Angiotensin receptor blockers (ARBs) should be used in patients who are intolerant of ACE inhibitors and have heart failure or have had an MI with a LVEF of 40% or less. The use of ARBs should be considered in other patients who are intolerant of ACE inhibitors. In patients with systolic heart failure, ARB use in combination with ACE inhibitors should be considered.

Aldosterone blockade should be used for post-MI patients—without significant renal dysfunction or hyperkalemia—who are already receiving therapeutic doses of an ACE inhibitor and β-blocker and who have a left ventricular ejection fractions of 40% or less, and have either diabetes or heart failure.

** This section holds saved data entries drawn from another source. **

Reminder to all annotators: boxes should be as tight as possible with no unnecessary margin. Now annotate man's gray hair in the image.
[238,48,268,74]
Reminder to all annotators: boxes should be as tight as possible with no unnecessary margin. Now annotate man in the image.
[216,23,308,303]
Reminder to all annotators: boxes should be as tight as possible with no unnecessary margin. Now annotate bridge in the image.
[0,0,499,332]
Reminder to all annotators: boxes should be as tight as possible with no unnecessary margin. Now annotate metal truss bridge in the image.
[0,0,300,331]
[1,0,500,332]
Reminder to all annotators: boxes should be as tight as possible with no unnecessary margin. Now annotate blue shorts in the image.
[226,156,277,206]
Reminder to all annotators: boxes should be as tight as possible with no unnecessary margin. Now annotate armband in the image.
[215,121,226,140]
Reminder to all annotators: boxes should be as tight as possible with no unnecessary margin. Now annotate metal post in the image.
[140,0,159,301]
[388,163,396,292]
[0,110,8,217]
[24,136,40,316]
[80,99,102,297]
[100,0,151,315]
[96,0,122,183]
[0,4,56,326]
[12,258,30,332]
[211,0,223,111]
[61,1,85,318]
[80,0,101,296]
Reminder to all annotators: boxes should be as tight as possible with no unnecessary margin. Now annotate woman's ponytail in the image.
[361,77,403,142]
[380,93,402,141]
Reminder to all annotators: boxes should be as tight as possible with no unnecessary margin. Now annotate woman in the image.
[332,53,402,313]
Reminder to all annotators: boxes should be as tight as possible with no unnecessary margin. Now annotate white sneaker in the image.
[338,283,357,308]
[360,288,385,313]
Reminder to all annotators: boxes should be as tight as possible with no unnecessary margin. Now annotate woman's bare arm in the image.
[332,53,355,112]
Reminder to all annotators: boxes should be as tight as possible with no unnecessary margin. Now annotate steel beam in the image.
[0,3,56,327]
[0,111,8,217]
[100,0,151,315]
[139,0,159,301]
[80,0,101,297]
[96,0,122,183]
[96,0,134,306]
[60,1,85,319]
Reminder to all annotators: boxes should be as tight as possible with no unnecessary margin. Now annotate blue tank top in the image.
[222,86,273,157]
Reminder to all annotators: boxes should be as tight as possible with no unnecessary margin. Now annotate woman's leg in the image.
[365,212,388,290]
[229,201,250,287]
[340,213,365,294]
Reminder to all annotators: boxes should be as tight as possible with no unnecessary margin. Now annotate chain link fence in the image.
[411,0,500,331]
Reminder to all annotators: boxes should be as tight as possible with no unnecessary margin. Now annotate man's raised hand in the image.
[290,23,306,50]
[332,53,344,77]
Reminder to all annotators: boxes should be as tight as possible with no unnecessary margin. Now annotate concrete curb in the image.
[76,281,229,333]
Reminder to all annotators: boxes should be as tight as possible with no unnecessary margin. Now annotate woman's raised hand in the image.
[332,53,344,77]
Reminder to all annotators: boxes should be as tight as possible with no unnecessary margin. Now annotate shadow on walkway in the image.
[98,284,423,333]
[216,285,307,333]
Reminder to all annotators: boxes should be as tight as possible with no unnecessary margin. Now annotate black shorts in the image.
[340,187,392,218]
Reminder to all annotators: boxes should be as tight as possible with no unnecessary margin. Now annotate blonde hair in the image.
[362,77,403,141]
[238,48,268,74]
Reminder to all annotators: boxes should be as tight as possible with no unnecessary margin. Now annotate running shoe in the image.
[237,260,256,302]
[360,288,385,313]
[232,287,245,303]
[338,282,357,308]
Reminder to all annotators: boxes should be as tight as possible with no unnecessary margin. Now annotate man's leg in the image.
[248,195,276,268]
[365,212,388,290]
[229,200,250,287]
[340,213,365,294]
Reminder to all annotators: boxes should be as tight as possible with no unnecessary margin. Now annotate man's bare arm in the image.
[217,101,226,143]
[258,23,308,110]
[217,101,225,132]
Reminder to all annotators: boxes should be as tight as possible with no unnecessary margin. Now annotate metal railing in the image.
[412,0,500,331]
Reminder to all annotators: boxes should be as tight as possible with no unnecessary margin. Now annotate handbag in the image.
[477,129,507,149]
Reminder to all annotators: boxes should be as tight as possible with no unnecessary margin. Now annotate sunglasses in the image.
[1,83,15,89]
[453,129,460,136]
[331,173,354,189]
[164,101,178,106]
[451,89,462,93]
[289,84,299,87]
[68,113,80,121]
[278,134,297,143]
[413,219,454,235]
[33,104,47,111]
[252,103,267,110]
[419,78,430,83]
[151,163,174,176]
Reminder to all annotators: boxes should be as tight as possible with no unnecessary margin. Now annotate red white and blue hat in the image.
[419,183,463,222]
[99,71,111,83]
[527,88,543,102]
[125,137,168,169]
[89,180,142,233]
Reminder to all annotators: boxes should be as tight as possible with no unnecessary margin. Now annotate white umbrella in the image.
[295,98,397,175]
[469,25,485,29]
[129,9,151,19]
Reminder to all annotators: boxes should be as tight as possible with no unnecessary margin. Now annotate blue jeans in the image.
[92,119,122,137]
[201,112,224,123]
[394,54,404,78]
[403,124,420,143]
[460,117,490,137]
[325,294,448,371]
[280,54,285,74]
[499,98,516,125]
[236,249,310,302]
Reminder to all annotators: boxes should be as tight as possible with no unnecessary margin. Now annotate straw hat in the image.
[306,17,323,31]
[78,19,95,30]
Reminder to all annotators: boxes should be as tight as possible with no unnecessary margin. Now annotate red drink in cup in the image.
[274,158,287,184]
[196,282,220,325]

β-Blockers. β-Blockers should be started and indefinitely continued in all patients who have had MI, acute coronary syndrome, or left ventricular dysfunction with or without heart failure symptoms unless contraindicated.

Other updated recommendations include the more stringent management of the following risk factors:

Blood pressure control. The aim is to keep patients' blood pressure under 140/90 mm Hg or less than 130/80 mm Hg in patients with diabetes or chronic kidney disease through lifestyle modification. In patients who do not meet this goal, blood pressure medication should be added as tolerated. Initially treatment should be with β-blockers and/or ACE inhibitors, adding other drugs such as thiazides as needed to achieve target blood pressure.